27 de maio de 2012

Se José me permitir...

A mulher do médico, tendo à vista a vista de outro, nos olhos não mais estáticos e inutilizados do primeiro cego, título que não mais lhe cabia, apoiou todos os músculos na poltrona e levantou somente o braço. Dispensou a voz que era sua identidade, não precisava mais dela. A mão estendida à janela afora era quem falava, como se lhe apresentasse pela primeira vez e como se aqueles olhos sempre tivessem sido cegos. Mesmo que recheado de lixo e nojento e cruel, aquilo ali havia sido só dela por tanto tempo que se acostumara a este tipo cá de solidão. Quando da boca que primeiro disse Estou cego, saiu a até então inalcançável frase Vejo, a mulher do médico juntou as forças que lhe restavam e todo o sentimento materno que havia ganhado por essa gestação cega e deu ao primeiro cego o mundo, Ei-lo!

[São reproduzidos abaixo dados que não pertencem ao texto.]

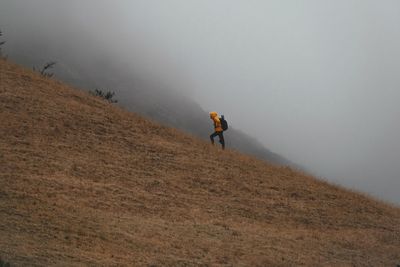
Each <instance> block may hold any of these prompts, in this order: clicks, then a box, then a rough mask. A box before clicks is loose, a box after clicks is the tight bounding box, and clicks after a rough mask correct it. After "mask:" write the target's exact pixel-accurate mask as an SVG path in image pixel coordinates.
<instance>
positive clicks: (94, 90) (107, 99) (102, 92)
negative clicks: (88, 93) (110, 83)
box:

Então, manifestou-se a vaidade à qual ela sempre teve direito, E eis a prova de que eu dizia a verdade sobre como ele é.

PS.: Só um pequeno exercício de escrita relacionado ao Ensaio.

Um comentário:

  1. Belo texto sobre um lindo livro. O bom é que ele permite justamente essas diversas abordagens, o que é um tributo à riqueza da obra de Saramago.